Os extremos tocam-se

Este texto foi escrito ao abrigo do Acordo Ortográfico

Para nos falar da vida louca na estrada quem melhor do que os lunáticos Mötley Crüe? A banda fá-lo, e muito bem, através da sua biografia oficial, intitulada The Dirt – Confessions of the World’s Most Notorious Rock Band. Escrito pelo jornalista do “New York Times” Neil Strauss com o auxílio da banda, managers, promotores e representantes da editora, o livro aborda em pormenor a infância e juventude dos membros do grupo, bem como a formação, ascenção e queda do mesmo. The Dirt relata bem o deboche, toxicodependência, alcoolismo, violência, insanidade, êxito e desgraça que foram as vidas de Vince Neil (voz), Mick Mars (guitarra), Nikki Sixx (baixo) e Tommy Lee (bateria), separadas ou em conjunto, até ao final dos anos 90. Da vertigem do êxito planetário às tragédias pessoais tudo é minuciosa e despudoradamente relatado nesta obra essencial. Um segundo volume estará em prepração, versando a história do grupo na última década.

Do Glam Metal repleto de laca passamos ao extremo do Death/Grind porco e brutal.

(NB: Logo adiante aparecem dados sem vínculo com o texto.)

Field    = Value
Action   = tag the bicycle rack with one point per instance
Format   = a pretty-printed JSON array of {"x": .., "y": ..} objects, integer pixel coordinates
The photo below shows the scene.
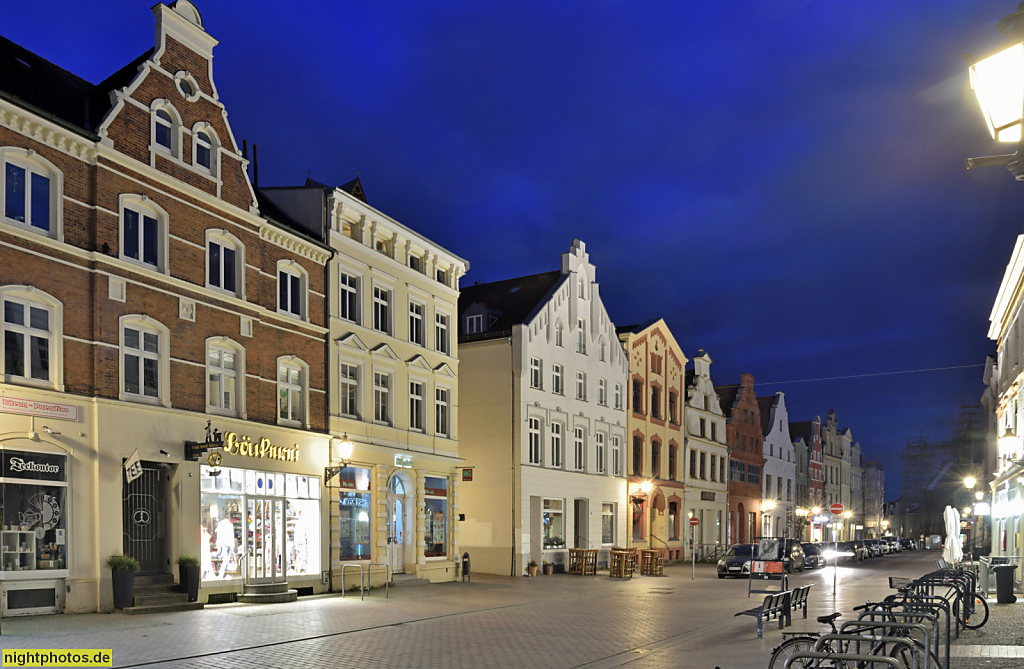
[
  {"x": 860, "y": 660},
  {"x": 870, "y": 615},
  {"x": 885, "y": 644},
  {"x": 861, "y": 626}
]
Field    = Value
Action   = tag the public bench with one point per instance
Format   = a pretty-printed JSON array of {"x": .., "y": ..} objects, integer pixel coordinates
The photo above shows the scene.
[
  {"x": 775, "y": 607},
  {"x": 800, "y": 598}
]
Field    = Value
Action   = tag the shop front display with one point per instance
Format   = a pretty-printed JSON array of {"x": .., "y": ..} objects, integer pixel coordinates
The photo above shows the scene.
[
  {"x": 258, "y": 526},
  {"x": 34, "y": 533}
]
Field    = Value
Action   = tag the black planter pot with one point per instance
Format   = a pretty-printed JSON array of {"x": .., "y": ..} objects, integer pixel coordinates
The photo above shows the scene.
[
  {"x": 188, "y": 580},
  {"x": 124, "y": 587}
]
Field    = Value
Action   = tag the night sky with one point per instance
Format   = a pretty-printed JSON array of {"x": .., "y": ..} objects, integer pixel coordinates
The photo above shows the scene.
[{"x": 782, "y": 181}]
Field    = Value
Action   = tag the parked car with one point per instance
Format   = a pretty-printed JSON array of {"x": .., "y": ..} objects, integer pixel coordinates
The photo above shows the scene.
[
  {"x": 793, "y": 556},
  {"x": 813, "y": 555},
  {"x": 736, "y": 560}
]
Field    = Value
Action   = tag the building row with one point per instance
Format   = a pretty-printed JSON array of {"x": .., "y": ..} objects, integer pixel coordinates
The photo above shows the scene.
[{"x": 286, "y": 380}]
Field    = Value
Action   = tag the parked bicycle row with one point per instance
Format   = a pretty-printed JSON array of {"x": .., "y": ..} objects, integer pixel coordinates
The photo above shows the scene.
[
  {"x": 910, "y": 629},
  {"x": 799, "y": 556}
]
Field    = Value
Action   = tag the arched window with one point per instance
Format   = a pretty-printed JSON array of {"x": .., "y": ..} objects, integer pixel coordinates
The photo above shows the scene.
[
  {"x": 225, "y": 260},
  {"x": 144, "y": 345},
  {"x": 293, "y": 385},
  {"x": 32, "y": 343},
  {"x": 143, "y": 232},
  {"x": 32, "y": 196},
  {"x": 166, "y": 128},
  {"x": 225, "y": 374},
  {"x": 205, "y": 147}
]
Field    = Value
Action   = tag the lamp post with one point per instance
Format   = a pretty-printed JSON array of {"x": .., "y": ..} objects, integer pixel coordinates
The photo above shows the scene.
[{"x": 998, "y": 83}]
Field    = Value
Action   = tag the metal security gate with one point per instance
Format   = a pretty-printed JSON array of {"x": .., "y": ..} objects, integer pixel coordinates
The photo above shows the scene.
[{"x": 143, "y": 519}]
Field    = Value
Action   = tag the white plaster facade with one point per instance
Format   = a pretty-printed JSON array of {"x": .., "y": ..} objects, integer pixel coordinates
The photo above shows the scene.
[
  {"x": 546, "y": 447},
  {"x": 706, "y": 497}
]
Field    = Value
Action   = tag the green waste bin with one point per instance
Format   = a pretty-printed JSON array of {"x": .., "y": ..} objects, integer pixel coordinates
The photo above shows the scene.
[{"x": 1005, "y": 583}]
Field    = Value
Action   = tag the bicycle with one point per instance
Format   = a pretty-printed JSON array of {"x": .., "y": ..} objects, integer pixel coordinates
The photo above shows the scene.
[{"x": 806, "y": 641}]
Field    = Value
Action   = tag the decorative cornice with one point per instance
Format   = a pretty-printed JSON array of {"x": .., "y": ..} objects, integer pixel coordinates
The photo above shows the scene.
[
  {"x": 50, "y": 134},
  {"x": 292, "y": 243}
]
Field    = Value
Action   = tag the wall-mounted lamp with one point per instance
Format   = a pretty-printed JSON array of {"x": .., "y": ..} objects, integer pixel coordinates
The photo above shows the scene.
[{"x": 341, "y": 451}]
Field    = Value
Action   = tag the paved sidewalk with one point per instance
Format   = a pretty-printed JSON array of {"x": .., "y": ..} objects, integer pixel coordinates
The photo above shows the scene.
[{"x": 555, "y": 621}]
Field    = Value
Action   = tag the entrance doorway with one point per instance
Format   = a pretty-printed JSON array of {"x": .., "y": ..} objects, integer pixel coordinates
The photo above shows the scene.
[
  {"x": 143, "y": 521},
  {"x": 400, "y": 529},
  {"x": 264, "y": 541}
]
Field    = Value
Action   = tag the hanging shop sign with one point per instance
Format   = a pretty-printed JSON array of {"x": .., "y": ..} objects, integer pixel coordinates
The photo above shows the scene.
[
  {"x": 38, "y": 466},
  {"x": 40, "y": 409},
  {"x": 243, "y": 445}
]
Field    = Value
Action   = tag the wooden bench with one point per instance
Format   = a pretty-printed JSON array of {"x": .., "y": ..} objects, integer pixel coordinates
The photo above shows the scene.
[
  {"x": 800, "y": 598},
  {"x": 775, "y": 605}
]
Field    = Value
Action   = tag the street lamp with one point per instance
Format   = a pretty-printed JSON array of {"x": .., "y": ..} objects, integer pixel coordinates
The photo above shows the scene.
[{"x": 998, "y": 83}]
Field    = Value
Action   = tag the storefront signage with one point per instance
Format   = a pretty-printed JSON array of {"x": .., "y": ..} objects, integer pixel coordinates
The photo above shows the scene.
[
  {"x": 235, "y": 445},
  {"x": 41, "y": 409},
  {"x": 38, "y": 466}
]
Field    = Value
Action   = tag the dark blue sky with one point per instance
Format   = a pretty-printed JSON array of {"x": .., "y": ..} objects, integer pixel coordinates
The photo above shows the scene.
[{"x": 782, "y": 181}]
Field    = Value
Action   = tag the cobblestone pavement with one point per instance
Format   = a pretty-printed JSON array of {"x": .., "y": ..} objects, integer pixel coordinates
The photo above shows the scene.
[{"x": 550, "y": 621}]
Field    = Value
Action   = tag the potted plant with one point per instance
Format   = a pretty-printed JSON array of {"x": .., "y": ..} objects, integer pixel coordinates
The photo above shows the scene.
[
  {"x": 188, "y": 573},
  {"x": 123, "y": 570}
]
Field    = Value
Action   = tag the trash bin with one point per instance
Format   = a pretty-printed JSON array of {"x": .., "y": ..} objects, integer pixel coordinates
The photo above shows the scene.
[{"x": 1005, "y": 583}]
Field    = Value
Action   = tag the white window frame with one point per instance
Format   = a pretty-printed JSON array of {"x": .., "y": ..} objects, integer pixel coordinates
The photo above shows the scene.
[
  {"x": 298, "y": 390},
  {"x": 417, "y": 416},
  {"x": 557, "y": 379},
  {"x": 349, "y": 388},
  {"x": 144, "y": 207},
  {"x": 536, "y": 374},
  {"x": 383, "y": 299},
  {"x": 534, "y": 441},
  {"x": 442, "y": 411},
  {"x": 417, "y": 323},
  {"x": 348, "y": 296},
  {"x": 145, "y": 325},
  {"x": 294, "y": 273},
  {"x": 174, "y": 130},
  {"x": 226, "y": 345},
  {"x": 212, "y": 143},
  {"x": 556, "y": 445},
  {"x": 383, "y": 410},
  {"x": 579, "y": 449},
  {"x": 33, "y": 163},
  {"x": 225, "y": 241},
  {"x": 31, "y": 296},
  {"x": 442, "y": 332}
]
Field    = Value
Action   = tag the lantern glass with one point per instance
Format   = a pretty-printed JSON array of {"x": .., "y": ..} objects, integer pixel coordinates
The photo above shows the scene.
[{"x": 998, "y": 83}]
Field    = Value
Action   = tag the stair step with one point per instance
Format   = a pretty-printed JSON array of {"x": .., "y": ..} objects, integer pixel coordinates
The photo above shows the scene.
[
  {"x": 160, "y": 599},
  {"x": 164, "y": 609},
  {"x": 268, "y": 597}
]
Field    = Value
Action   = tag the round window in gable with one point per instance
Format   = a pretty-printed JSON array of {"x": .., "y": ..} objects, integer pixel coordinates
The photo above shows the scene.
[{"x": 186, "y": 84}]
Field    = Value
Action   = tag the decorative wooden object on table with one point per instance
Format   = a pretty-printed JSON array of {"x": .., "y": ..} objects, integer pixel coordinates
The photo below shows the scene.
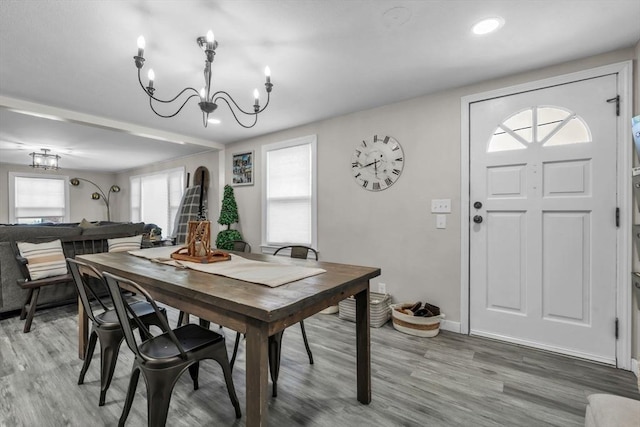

Escrito por Albert Mudrian, jornalista profissional e editor desde 2004 da revista norte-americana “Decibel”, Choosing Death – The Improbable History of Death Metal and Grindcore aborda as raízes destes géneros musicais, estabelecidas na vaga Punk do final dos anos 70. Desde o Grind britânico, passando pelo Death Metal brutal da Flórida ou o Death melódico da Suécia, terminando nas sonoridades modernas praticadas por bandas como os Arch Enemy ou Hate Eternal, a retrospetiva histórica apresentada na obra não poderia ser mais completa.

Detalhado, intenso e muito bem escrito, Choosing Death apresenta declarações inéditas de figuras centrais na história do Death/Grind: músicos, produtores, A&R’s e outras personalidades sem as quais o género não seria o que é hoje. Uma obra de leitura essencial para fãs de música extrema que desejem aprofundar os seus conhecimentos musicais.